Several weeks ago we were presented with the surreal specter of two iconic figures from the civil rights movement battling each other in the name of "democracy."
Julian Bond, the chairman of the NAACP, wrote a letter in early February to the head of the Democratic National Committee (DNC) demanding that the delegates "elected" by voters in the Michigan and Florida primaries be seated at the Democratic Convention. Otherwise, he argued, "millions of voters" would have their votes discounted, thus undermining the democratic process. A few days later Al Sharpton argued in his own letter to DNC chair Howard Dean, that it would be a "grave injustice" to seat the delegates from Florida and Michigan. What's going on here?
We are nearing the end game in the protracted struggle to determine who will be the Democratic Party's nominee for president of the United States. The race is nearly even between Sens. Obama and Clinton, although, depending on who's counting, Obama has a 100-plus delegate lead. Given the governing rules and the math, two things are crystal clear:
First, it will be difficult — though not impossible — for Sen. Clinton to close the gap by winning pledged delegates in the few remaining contests.
Second, and more important, neither candidate can reach the number needed, even if they won all the remaining contests. It would take an extremely unlikely series of landslide victories for one of the candidates to win outright. Thus, the Democratic party is faced with an ugly scenario of the election being resolved in a manner that is glaringly undemocratic.
One way of resolving this mess relies on the superdelegates—the unelected Democratic Party senior leaders who makeup 20 percent of the delegates to the convention—to make the final decision. In a way, this would be poetic justice for the party. Ever since the nomination of George McGovern as the party's nominee in 1972, party officials have repeatedly attempted to change the rules so that the democratic process, the voices of ordinary people, would be less decisive in choosing the nominee.
Indeed, political scientist Nelson Polsby wrote a book two decades ago which was very specific on the issue. The rules needed to be changed, argued Polsby, to reduce the influence of "unreasonable" elements in the party such as newly empowered blacks and white women. Thus, the superdelegates were created as a check on the democratic process and black influence in particular. Should the superdelegates decide the nomination, the rigged process will work in the way it was originally intended. But it may also have the unintended effect of so enraging core constituencies that they boycott the general election.
A second scenario on how this mess gets "resolved" is that the process drags on to the convention in Denver; no candidate wins on the first ballot, and the convention becomes wide open as delegates are then free to vote for whomever they wish. This is a scenario the party wishes to avoid even more than the first. The Democratic Party would most likely emerge from the convention very badly splintered.
The Republicans would no doubt gleefully crow about the anti-democratic process that subverted the "will of the people," resurrecting, with some justification, the hoary image of the smoked-filled rooms that used to epitomize the anti-democratic nature of the presidential nominating process.

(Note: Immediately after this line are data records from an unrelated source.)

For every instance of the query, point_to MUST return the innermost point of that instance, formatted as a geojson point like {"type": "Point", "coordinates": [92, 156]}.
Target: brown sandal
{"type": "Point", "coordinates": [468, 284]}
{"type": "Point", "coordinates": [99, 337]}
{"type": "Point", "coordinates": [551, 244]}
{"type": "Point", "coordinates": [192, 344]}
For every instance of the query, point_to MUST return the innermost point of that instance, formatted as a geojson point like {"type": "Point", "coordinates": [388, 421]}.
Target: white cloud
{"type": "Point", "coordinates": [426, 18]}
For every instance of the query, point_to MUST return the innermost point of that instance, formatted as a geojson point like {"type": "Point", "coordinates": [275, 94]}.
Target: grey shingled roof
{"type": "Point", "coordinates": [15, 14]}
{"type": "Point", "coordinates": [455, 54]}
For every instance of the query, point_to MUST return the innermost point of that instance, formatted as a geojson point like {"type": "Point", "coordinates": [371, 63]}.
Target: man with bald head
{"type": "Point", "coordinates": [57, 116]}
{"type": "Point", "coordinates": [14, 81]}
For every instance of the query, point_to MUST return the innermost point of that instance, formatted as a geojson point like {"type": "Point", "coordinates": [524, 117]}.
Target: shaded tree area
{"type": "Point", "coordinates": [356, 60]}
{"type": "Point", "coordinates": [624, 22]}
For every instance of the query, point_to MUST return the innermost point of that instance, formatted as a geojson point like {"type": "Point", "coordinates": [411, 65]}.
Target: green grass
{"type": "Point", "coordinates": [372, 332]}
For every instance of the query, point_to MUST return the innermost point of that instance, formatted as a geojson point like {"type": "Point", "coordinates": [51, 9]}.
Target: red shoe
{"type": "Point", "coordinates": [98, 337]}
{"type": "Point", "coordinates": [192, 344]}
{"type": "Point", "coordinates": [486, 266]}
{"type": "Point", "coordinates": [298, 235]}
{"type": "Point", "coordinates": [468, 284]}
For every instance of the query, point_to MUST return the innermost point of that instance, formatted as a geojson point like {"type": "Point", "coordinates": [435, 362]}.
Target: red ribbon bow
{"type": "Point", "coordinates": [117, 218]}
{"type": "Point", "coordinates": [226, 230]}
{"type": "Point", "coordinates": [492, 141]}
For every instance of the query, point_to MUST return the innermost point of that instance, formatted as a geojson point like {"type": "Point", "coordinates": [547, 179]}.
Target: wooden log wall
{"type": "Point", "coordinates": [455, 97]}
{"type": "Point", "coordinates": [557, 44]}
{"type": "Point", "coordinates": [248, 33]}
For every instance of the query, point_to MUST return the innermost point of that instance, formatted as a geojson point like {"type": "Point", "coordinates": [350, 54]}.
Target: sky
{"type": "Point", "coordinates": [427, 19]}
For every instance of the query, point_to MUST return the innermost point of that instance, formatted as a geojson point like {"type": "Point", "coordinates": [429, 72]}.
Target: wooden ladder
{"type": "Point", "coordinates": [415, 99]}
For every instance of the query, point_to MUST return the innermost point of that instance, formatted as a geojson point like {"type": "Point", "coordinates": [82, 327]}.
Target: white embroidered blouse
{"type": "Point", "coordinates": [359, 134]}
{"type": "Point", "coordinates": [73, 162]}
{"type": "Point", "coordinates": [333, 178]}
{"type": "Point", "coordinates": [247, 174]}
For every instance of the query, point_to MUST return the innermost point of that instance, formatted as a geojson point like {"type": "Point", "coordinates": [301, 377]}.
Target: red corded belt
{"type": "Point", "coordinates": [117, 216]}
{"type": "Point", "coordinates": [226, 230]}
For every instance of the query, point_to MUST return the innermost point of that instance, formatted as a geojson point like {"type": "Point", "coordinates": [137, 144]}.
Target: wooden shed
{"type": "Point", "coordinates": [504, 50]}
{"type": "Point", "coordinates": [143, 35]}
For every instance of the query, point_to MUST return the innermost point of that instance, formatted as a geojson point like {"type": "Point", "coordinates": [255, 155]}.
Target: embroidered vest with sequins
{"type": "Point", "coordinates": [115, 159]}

These two distasteful options explain the sudden intense focus on Michigan and Florida. Because these states violated the party's rules by holding their contests too early in the primary season, their delegates are not supposed to be seated at the convention. Indeed, Obama's name was not even on the Michigan ballot, and none of the major candidates campaigned in Florida. That said, Clinton "won" both primaries and both she and the Democratic leadership in each state want those delegates seated.
Oops!
It is true that counting the delegates in Florida and Michigan could reduce the chance that either of the above unsavory convention scenarios occurs. But figuring out some fair way to do that is tricky. Conducting full primaries in the necessary period [the campaign officially ends in early June], would be both logistically problematic and very expensive. The national party wants to save its money for November, while the state parties are pleading poverty.
Just as the Obama campaign justly objects to having delegates seated from "contests" where they were not able to compete, the Clinton campaign objects to conducting caucuses which would clearly benefit Obama. The stakes are large and thus we see black civil rights leaders getting pulled into this mess even when it is clear that black interests would best be democratically served if real primary contests were conducted.
It is incumbent upon fair-minded democrats (small d!) to insist on procedures that allow voters' voices to be fairly heard, no matter how difficult inconvenient, or expensive the solution may be. The democratic process must be allowed to play out, even if the outcome reflects the will of the most progressive and democratic wing of the party in spite of the party bosses' best efforts to rig the system.
Michael C. Dawson is the John D. MacArthur Professor of Political Science at the University of Chicago.